Therapy Relieves Clogged Artery Chest Pain Without Surgery - KFDA - NewsChannel 10 / Amarillo News, Weather, Sports

Therapy Relieves Clogged Artery Chest Pain Without Surgery

Dr. Arunava Ray, Amarillo Heart Group Dr. Arunava Ray, Amarillo Heart Group

People who could not even walk to the mailbox without getting chest pains are finding pain relief with local therapy. It is for patients who want to forego bypass surgery to try to get rid of their chest pain as a result of clogged arteries.

Andrew Bourassa only has one vein running to his heart because the others are clogged.  he says, "they can't operate on me because I have only like a 40 percent chance of making it through the heart operation because I'm so clogged up."

So, Andrew's doctor recommended he be the first person in Amarillo on a compression machine. He recently finished his therapy where for an hour a day, five days a week, for nine weeks, air pressure cuffs were put on his lower body to compress his legs and hips to push blood to his heart.

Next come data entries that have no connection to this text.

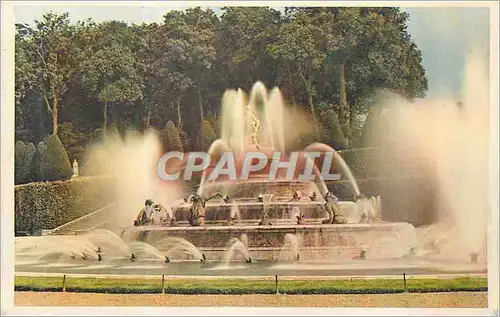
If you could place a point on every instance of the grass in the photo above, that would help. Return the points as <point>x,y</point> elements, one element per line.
<point>244,286</point>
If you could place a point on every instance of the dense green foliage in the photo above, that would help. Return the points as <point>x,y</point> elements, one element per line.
<point>55,161</point>
<point>74,78</point>
<point>47,205</point>
<point>249,286</point>
<point>207,136</point>
<point>171,139</point>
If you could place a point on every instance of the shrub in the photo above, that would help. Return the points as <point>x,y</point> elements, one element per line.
<point>170,138</point>
<point>38,163</point>
<point>29,155</point>
<point>98,135</point>
<point>207,136</point>
<point>73,140</point>
<point>56,161</point>
<point>20,148</point>
<point>185,140</point>
<point>332,132</point>
<point>47,205</point>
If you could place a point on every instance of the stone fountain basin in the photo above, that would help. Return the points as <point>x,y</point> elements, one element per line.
<point>316,240</point>
<point>249,209</point>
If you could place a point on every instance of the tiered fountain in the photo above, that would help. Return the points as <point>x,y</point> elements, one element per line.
<point>269,212</point>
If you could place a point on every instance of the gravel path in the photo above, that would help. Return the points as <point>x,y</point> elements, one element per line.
<point>461,299</point>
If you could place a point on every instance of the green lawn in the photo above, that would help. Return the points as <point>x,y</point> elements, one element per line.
<point>244,286</point>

Amarillo Heart Group's Dr. Arunava Ray says, "these are patients who are literally saying that there is nothing we can do for them and they have been doing extremely well since the end of the therapy."

Bourassa says he feels "80-85 percent better, I mean I used to be real tired then, before I got on this machine and now I can get up in the morning."

Not only that, but Andrew's chest pains are gone and his energy is back. He says, "before I couldn't even walk ten minutes around my block without hurting. Now I walk a few times and it still don't bother me at all."

Dr. Ray says the therapy, which is the only one of its kind in the Panhandle and available to some local heart patients, can reduce patients' need for medication.

He says, "in about 70 percent of patients, I have been able to reduce their need for anti-angial medications."

Andrew says since his therapy ended, he has not needed one nitro-glycerin pill.

Amarillo Heart Group started the therapy in April and Andrew is one of two people who completed it recently.  The new group of patients has 5 participating.  Therapies usually last for seven weeks but can go longer, like Andrew's.